Redistributing the sublime: Rancière’s critique of Lyotard’s aesthetics

Barnet Newman, Vir Heroicus Sublimis

Barnet Newman, Vir Heroicus Sublimis

Jacques Rancière’s theoretically fruitful amalgamation of aesthetics and politics distinguishes between three regimes of identification of what is called art in the Western tradition. The aesthetic regime of art and the authentic politics both have a potential to transcend the given distribution of the sensible: either by creating new forms of artistic expression or through political emancipation of the voices that until then had been perceived only as an indiscernible noise. He vehemently opposes any attempt to undermine the inherently dissensual nature of the aesthetic.

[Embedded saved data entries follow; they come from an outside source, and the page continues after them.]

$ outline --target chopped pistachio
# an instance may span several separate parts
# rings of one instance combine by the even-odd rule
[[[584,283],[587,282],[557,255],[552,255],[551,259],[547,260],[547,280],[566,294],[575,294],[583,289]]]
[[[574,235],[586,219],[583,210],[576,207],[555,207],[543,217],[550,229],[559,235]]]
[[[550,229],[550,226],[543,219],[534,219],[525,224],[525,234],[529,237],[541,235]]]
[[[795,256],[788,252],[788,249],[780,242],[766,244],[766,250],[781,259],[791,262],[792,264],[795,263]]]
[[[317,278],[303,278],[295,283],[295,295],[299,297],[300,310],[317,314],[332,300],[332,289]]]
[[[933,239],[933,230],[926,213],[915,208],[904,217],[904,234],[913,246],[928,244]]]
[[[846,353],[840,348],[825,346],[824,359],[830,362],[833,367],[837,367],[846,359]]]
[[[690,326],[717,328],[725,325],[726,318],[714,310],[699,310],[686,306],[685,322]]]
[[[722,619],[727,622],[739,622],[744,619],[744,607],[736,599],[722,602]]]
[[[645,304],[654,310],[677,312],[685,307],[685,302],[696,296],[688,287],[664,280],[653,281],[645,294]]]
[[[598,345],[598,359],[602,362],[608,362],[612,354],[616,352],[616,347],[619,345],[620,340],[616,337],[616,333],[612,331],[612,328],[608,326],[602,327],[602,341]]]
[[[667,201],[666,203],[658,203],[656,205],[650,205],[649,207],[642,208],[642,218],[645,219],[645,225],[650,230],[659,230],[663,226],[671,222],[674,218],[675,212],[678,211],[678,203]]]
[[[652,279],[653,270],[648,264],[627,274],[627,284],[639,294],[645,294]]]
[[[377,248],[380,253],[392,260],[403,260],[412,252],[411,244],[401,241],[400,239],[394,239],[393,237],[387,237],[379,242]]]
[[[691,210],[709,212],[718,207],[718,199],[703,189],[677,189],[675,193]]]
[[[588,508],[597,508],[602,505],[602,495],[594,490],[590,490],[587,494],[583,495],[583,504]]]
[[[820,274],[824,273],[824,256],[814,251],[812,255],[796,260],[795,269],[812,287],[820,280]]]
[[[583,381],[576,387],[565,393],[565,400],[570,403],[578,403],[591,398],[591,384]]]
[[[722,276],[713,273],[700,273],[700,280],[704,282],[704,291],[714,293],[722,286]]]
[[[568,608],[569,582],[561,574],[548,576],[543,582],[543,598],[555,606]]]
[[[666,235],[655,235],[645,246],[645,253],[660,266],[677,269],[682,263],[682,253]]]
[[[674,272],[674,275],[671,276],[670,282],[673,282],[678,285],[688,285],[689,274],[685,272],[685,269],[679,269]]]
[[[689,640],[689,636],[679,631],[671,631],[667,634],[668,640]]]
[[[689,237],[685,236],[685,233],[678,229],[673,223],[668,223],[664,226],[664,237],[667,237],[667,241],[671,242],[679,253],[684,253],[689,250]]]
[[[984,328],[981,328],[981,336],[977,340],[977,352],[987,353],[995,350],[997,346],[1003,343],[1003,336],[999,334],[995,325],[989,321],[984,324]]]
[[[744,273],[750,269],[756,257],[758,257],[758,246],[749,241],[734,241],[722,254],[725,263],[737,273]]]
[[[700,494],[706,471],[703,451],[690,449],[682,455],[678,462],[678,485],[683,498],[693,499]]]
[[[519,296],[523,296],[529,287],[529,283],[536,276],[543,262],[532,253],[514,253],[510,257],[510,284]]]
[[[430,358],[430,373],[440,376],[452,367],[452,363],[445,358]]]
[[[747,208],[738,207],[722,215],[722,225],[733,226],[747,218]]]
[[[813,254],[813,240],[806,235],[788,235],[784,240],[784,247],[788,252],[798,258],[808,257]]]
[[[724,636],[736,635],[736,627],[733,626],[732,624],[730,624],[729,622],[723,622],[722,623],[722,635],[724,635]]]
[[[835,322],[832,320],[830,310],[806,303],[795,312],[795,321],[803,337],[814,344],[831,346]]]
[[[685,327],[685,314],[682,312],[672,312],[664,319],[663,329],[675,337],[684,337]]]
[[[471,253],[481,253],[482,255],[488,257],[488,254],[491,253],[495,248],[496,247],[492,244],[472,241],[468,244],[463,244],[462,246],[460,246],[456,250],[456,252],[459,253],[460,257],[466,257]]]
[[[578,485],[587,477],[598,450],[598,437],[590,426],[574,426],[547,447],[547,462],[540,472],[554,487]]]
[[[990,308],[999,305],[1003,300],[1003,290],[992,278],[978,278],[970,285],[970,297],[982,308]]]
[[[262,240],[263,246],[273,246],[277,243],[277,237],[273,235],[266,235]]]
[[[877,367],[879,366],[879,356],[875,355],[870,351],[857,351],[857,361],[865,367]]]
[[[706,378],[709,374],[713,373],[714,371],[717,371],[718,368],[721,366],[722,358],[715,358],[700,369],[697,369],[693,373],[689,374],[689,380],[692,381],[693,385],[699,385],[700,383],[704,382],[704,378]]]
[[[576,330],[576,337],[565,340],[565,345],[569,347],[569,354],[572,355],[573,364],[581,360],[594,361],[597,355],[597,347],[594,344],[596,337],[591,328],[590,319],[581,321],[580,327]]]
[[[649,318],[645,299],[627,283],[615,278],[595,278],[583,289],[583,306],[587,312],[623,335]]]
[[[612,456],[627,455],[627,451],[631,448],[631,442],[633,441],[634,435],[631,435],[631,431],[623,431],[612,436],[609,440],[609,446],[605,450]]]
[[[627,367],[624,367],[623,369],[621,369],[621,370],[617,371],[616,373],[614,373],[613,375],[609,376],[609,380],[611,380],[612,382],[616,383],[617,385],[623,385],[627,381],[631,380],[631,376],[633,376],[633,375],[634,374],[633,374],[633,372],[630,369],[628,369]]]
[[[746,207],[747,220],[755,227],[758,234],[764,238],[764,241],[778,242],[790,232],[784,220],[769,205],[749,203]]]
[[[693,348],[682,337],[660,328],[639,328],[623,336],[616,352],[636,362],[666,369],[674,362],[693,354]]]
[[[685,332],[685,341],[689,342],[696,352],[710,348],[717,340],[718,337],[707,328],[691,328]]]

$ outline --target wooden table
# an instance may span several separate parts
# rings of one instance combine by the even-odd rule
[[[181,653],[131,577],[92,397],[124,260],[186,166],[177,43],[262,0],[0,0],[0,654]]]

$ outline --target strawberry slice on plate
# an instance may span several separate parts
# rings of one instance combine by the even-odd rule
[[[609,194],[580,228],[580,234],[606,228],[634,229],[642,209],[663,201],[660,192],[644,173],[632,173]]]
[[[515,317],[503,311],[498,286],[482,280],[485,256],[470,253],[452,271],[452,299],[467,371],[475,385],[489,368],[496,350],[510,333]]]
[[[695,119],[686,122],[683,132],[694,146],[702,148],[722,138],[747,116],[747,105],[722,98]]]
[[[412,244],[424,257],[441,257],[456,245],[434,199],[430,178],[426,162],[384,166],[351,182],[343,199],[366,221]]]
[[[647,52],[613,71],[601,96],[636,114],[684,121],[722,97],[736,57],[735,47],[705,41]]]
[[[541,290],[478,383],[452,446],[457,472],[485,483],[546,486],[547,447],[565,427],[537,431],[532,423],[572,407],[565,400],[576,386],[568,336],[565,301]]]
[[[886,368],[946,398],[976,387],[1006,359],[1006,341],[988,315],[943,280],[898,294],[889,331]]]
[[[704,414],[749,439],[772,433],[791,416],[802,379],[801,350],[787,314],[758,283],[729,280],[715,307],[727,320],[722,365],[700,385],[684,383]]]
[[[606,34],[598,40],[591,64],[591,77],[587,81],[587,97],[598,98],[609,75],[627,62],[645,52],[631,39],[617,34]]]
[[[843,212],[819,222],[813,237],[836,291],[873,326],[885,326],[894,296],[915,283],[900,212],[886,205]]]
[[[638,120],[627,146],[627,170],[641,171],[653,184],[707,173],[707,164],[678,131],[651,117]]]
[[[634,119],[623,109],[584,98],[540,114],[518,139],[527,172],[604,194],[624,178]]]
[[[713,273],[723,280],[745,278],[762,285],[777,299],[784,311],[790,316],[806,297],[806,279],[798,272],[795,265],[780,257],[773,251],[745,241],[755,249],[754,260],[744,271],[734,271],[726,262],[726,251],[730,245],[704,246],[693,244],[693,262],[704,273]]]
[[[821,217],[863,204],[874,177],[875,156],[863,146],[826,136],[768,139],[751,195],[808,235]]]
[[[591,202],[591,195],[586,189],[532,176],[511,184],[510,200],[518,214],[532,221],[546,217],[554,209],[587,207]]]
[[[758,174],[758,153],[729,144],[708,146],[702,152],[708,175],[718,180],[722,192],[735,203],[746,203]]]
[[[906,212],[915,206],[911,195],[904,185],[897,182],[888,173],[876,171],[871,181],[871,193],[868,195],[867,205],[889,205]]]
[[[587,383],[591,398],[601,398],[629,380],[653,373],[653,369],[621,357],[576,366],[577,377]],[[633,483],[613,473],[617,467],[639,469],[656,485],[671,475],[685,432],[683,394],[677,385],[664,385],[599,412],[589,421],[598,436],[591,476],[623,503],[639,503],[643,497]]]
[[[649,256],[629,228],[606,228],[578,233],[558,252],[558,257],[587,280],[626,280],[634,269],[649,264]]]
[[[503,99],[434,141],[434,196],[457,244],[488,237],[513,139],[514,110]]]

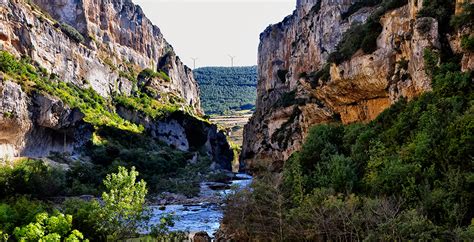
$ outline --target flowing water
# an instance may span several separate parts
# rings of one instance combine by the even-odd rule
[[[236,179],[232,180],[232,189],[214,191],[210,189],[207,183],[201,184],[201,197],[214,196],[219,197],[220,203],[202,202],[197,204],[174,204],[167,205],[164,210],[160,206],[152,206],[153,217],[152,224],[159,224],[160,218],[165,214],[174,214],[174,227],[171,231],[200,232],[205,231],[211,237],[219,229],[223,218],[222,203],[225,197],[235,190],[246,188],[252,182],[252,177],[246,174],[237,174]],[[161,209],[160,209],[161,208]]]

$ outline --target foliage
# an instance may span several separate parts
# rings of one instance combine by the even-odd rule
[[[97,230],[108,239],[117,240],[137,233],[138,227],[146,221],[144,216],[145,196],[148,193],[145,181],[137,182],[135,167],[128,171],[119,167],[118,172],[107,175],[102,193],[104,205],[98,210]]]
[[[23,90],[44,92],[60,98],[72,108],[84,113],[84,121],[96,127],[108,126],[137,133],[143,127],[121,118],[110,111],[111,105],[92,88],[79,88],[72,83],[56,80],[55,75],[47,75],[41,68],[29,64],[27,59],[16,60],[6,51],[0,51],[0,71],[12,76]]]
[[[39,213],[34,222],[15,228],[13,235],[18,241],[89,241],[72,228],[72,216],[61,213]]]
[[[432,17],[438,21],[442,32],[448,32],[455,5],[455,1],[423,0],[423,7],[418,11],[418,17]]]
[[[451,18],[451,26],[456,29],[472,27],[474,19],[474,3],[466,2],[462,5],[462,12]]]
[[[38,198],[61,195],[65,175],[41,160],[19,160],[13,166],[0,167],[0,199],[13,194],[32,194]]]
[[[328,61],[340,64],[351,58],[359,49],[362,49],[364,53],[374,52],[377,49],[377,38],[382,33],[380,18],[386,12],[402,7],[407,3],[407,0],[368,0],[355,3],[354,7],[349,9],[349,13],[355,12],[364,6],[373,6],[374,4],[379,4],[379,6],[364,24],[355,24],[344,33],[342,40],[336,47],[336,51],[329,55]]]
[[[101,241],[104,236],[97,227],[101,221],[97,220],[101,205],[96,200],[84,201],[78,198],[67,199],[62,205],[62,212],[71,214],[74,220],[72,225],[78,229],[86,238],[92,241]]]
[[[357,1],[354,4],[352,4],[345,13],[342,14],[342,18],[347,19],[352,14],[359,11],[361,8],[373,7],[373,6],[376,6],[380,3],[382,3],[382,0],[360,0],[360,1]]]
[[[118,167],[117,173],[108,174],[103,181],[106,191],[102,193],[101,203],[69,199],[63,210],[76,218],[74,226],[88,238],[100,241],[131,238],[149,221],[145,207],[148,189],[145,181],[137,181],[138,175],[134,167],[130,170]]]
[[[136,96],[117,95],[114,97],[117,105],[130,110],[136,110],[154,119],[162,119],[179,110],[179,105],[172,105],[138,92]]]
[[[323,68],[319,71],[314,71],[309,74],[303,72],[299,75],[299,78],[305,78],[311,84],[311,88],[315,89],[320,85],[321,82],[327,82],[331,78],[331,66],[330,64],[326,64]]]
[[[159,71],[156,72],[150,68],[144,69],[143,71],[138,74],[138,79],[153,79],[153,78],[160,78],[164,81],[171,81],[170,77],[168,74],[166,74],[164,71]]]
[[[229,233],[237,240],[474,239],[473,75],[431,50],[425,61],[432,92],[400,100],[369,124],[313,127],[285,162],[279,187],[263,178],[231,199]]]
[[[461,38],[461,47],[470,52],[474,52],[474,37],[463,36]]]
[[[76,41],[76,42],[78,42],[78,43],[82,43],[82,42],[85,41],[84,36],[82,36],[82,34],[79,33],[79,31],[77,31],[76,28],[72,27],[72,26],[69,25],[69,24],[61,23],[61,30],[62,30],[67,36],[69,36],[69,38],[73,39],[74,41]]]
[[[257,98],[257,67],[205,67],[194,70],[207,114],[249,110]]]
[[[9,197],[0,203],[0,230],[12,234],[15,227],[34,221],[36,214],[48,210],[47,204],[31,197]]]
[[[172,214],[163,215],[160,218],[160,223],[151,228],[150,235],[159,241],[184,241],[188,238],[184,232],[172,232],[169,230],[173,227],[176,217]]]

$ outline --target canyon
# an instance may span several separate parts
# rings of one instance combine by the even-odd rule
[[[160,102],[202,115],[191,69],[131,0],[2,0],[0,13],[0,50],[31,60],[55,78],[104,99],[149,91]],[[137,80],[144,69],[166,77]],[[8,75],[0,80],[0,157],[77,154],[91,140],[93,127],[77,108],[52,95],[31,94]],[[179,150],[204,147],[213,161],[230,169],[233,153],[217,126],[186,115],[155,120],[120,105],[113,109]],[[204,140],[192,140],[197,131]]]
[[[356,2],[298,0],[292,15],[260,35],[257,109],[241,155],[247,169],[281,171],[312,126],[367,123],[396,101],[430,91],[424,51],[440,50],[441,39],[462,53],[463,33],[441,35],[436,19],[417,17],[423,1],[409,0],[380,16],[373,52],[359,49],[347,60],[329,61],[351,26],[383,11],[379,5],[351,8]],[[464,53],[462,69],[473,67],[472,53]]]

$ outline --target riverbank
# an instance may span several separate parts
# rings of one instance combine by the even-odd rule
[[[170,231],[206,232],[212,238],[220,227],[227,196],[248,187],[251,182],[251,176],[239,173],[227,183],[202,182],[199,196],[194,198],[165,194],[166,197],[158,197],[152,202],[150,222],[159,224],[161,217],[172,214],[176,221]]]

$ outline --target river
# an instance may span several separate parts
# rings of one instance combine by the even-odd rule
[[[231,181],[232,189],[213,190],[209,186],[214,183],[201,183],[199,197],[212,197],[213,202],[199,202],[187,204],[172,204],[167,206],[151,206],[152,219],[151,224],[159,224],[160,218],[165,214],[174,214],[175,225],[170,231],[201,232],[205,231],[211,237],[217,232],[220,222],[223,218],[223,206],[226,196],[246,188],[252,182],[252,177],[246,174],[236,174],[235,179]],[[217,199],[216,199],[217,198]],[[197,199],[199,200],[199,199]]]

Picking out a prominent theoretical and ideological opponent, Rancière identifies one such attempt to localise and restrict the aesthetic in Lyotard’s theory of the sublime. Rancière renounces the narrow role of bearing witness to the Unpresentable that Lyotard assigns to avant-garde art as a helpless, hypnotic awe at the sublime Thing in repentance for the failure of modernism and its enlightenment ideals. He sees in it a manifestation of a troubling trend, which he refers to as ‘the ethical turn’ of aesthetics and politics.

This work demonstrates Rancière’s strong critique of Lyotard’s appropriation of the Kantian sublime: first, his claim that Lyotard’s idea of sublime art would be for Kant a contradiction in terms and second, his disapproval of Lyotard’s unfaithfulness to the logics at the core of Kant’s sublime and his retrograding it back to Aristotelian forms. Notably, though Rancière does not use the sublime as being constructive for his own theoretical system; it nevertheless runs like a common thread through his works.

Furthermore, as both Rancière and Lyotard often use similar vocabulary in comparable contexts, the tone of Rancière’s critique may at times seem incomprehensible. Among other things, both authors call to adhere to the principles of a permanently self-renewing, dialectical modernism and warn of its possible static totalitarian setbacks. Lyotard’s resistance campaign against the repressive techno-scientific and ideological (meta)narratives dominating our lives and holding us in a state of sociopolitical submission also resembles Rancière’s concept of police. While raising some degree of concern that Rancière uses the polarising theoretical assault on Lyotard to, among other things, promote his own terminology, this work also attempts a careful reconciliation of the two theoretical positions.